From ea9d8755defd9c1b86b4e3925b1133d8340bd238 Mon Sep 17 00:00:00 2001
From: sanjaesc <alexx.korolev@gmail.com>
Date: Thu, 22 Oct 2020 10:39:20 +0200
Subject: [PATCH] add wavernn tests + name refactoring

---
 tests/inputs/test_vocoder_wavernn_config.json | 94 +++++++++++++++++++
 ...tasets.py => test_vocoder_gan_datasets.py} |  0
 ...der_train.sh => test_vocoder_gan_train.sh} |  4 +-
 tests/test_vocoder_wavernn.py                 | 31 ++++++
 tests/test_vocoder_wavernn_datasets.py        | 91 ++++++++++++++++++
 tests/test_vocoder_wavernn_train.sh           | 15 +++
 6 files changed, 233 insertions(+), 2 deletions(-)
 create mode 100644 tests/inputs/test_vocoder_wavernn_config.json
 rename tests/{test_vocoder_datasets.py => test_vocoder_gan_datasets.py} (100%)
 rename tests/{test_vocoder_train.sh => test_vocoder_gan_train.sh} (57%)
 create mode 100644 tests/test_vocoder_wavernn.py
 create mode 100644 tests/test_vocoder_wavernn_datasets.py
 create mode 100755 tests/test_vocoder_wavernn_train.sh

diff --git a/tests/inputs/test_vocoder_wavernn_config.json b/tests/inputs/test_vocoder_wavernn_config.json
new file mode 100644
index 00000000..28c0f059
--- /dev/null
+++ b/tests/inputs/test_vocoder_wavernn_config.json
@@ -0,0 +1,94 @@
+{
+    "run_name": "wavernn_test",
+    "run_description": "wavernn_test training",
+
+    // AUDIO PARAMETERS
+    "audio":{
+        "fft_size": 1024,         // number of stft frequency levels. Size of the linear spectogram frame.
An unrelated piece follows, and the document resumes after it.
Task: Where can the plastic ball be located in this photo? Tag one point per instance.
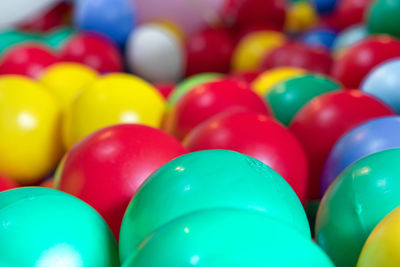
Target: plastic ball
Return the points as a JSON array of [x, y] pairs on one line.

+        "win_length": 1024,      // stft window length in ms.
+        "hop_length": 256,       // stft window hop-lengh in ms.
+        "frame_length_ms": null, // stft window length in ms.If null, 'win_length' is used.
+        "frame_shift_ms": null,  // stft window hop-lengh in ms. If null, 'hop_length' is used.
+
+        // Audio processing parameters
+        "sample_rate": 22050,   // DATASET-RELATED: wav sample-rate. If different than the original data, it is resampled.
+        "preemphasis": 0.0,     // pre-emphasis to reduce spec noise and make it more structured. If 0.0, no -pre-emphasis.
+        "ref_level_db": 0,     // reference level db, theoretically 20db is the sound of air.
+
+        // Silence trimming
+        "do_trim_silence": true,// enable trimming of slience of audio as you load it. LJspeech (false), TWEB (false), Nancy (true)
+        "trim_db": 60,          // threshold for timming silence. Set this according to your dataset.
+
+        // MelSpectrogram parameters
+        "num_mels": 80,         // size of the mel spec frame.
+        "mel_fmin": 0.0,        // minimum freq level for mel-spec. ~50 for male and ~95 for female voices. Tune for dataset!!
+        "mel_fmax": 8000.0,     // maximum freq level for mel-spec. Tune for dataset!!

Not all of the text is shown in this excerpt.